Taylor Swift, ever the ambitious pop star, is embarking on what’s probably her wildest project to date—rerecording six of her nine albums entirely from scratch.

It kinda goes without saying that the rerecording process will be an arduous task, but we're sure Tay would love any opportunity to laugh in the face of Scooter Braun for thinking he could purchase her masters and get away with it.

But one major question remains: Is it actually possible for Taylor to rerecord most of her catalogue? And could she get into legal or financial trouble for trying?

The answers to your most pressing Swiftie questions, below.

So how many songs does Taylor need to rerecord?

Well, if you tally up all the songs and bonus tracks from Taylor’s self-titled debut album, Fearless, Speak Now, Red, 1989, and Reputation—excluding live versions, demo versions, and voice memos, mind you—that’s a little more than 100 songs Taylor has to breathe new life into. But considering she put out Folklore and Evermore back-to-back earlier this year, followed quickly by her Fearless hit 'Love Story', I have no doubt that’ll be a breeze for Tay.

How much will rerecording cost Taylor?

Multimillionaire Taylor likely isn’t too worried about the financial cost of reproducing her old works, but there still is one. 'While an aggressive rerecording effort would be driven by principle, not money, there are nonetheless still economic considerations,' music lawyer James Sammataro told Rolling Stone. 'There is the cost of production—admittedly, a drop in the bucket.' There’s also a licensing fee, but that should be no biggie.
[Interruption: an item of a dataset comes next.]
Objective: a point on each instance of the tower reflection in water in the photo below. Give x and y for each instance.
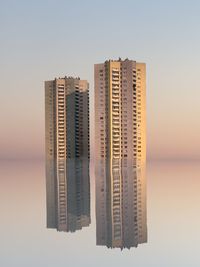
(68, 194)
(120, 204)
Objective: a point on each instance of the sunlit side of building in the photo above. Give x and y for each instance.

Are there any legal blocks Taylor might run into?

Short answer: It depends on how the new songs sound. According to TMZ, Big Machine Records has an 'original production clause'. This clause essentially prohibits Taylor from making her forthcoming songs sound exactly like the original versions, so to compensate, Taylor will need to make sure her new recordings sound distinguishable from her older ones to avoid any legal probs.
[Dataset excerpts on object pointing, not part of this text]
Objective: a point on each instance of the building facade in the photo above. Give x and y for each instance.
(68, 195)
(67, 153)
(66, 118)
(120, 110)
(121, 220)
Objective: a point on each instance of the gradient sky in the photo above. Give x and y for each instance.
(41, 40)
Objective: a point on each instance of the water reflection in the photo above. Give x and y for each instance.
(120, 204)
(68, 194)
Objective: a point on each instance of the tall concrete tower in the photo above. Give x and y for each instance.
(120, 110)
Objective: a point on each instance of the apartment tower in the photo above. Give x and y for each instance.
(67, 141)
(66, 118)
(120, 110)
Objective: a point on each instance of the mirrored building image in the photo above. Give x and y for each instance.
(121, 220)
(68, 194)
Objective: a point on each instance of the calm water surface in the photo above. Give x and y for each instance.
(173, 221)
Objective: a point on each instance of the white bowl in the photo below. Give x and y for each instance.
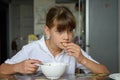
(53, 70)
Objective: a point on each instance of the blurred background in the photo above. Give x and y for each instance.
(97, 32)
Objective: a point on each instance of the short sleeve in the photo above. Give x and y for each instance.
(90, 58)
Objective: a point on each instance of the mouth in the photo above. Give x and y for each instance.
(64, 44)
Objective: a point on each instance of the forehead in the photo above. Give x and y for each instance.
(62, 25)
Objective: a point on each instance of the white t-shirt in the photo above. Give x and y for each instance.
(39, 51)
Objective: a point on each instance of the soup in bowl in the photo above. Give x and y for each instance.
(53, 70)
Final Question! Can Taylor *really* do this?

She sure can! Taylor has (impressively) written the vast majority of her songs solo since the release of her debut album, so rerecording will be a snap because she doesn’t have to worry about drama on the copyright and publishing side of things. Per Rolling Stone, Taylor will not have to ask for permission from Liz Rose (cowriter on Tay’s self-titled album and Fearless) or Nathan Chapman (one of Tay’s longtime producers) to rerecord either. To sum it up, Tay looks good to go!

All that said, I cannot wait to sink my teeth into Red (Taylor’s Version), which recently dropped. My wallet—and ears!—are ready.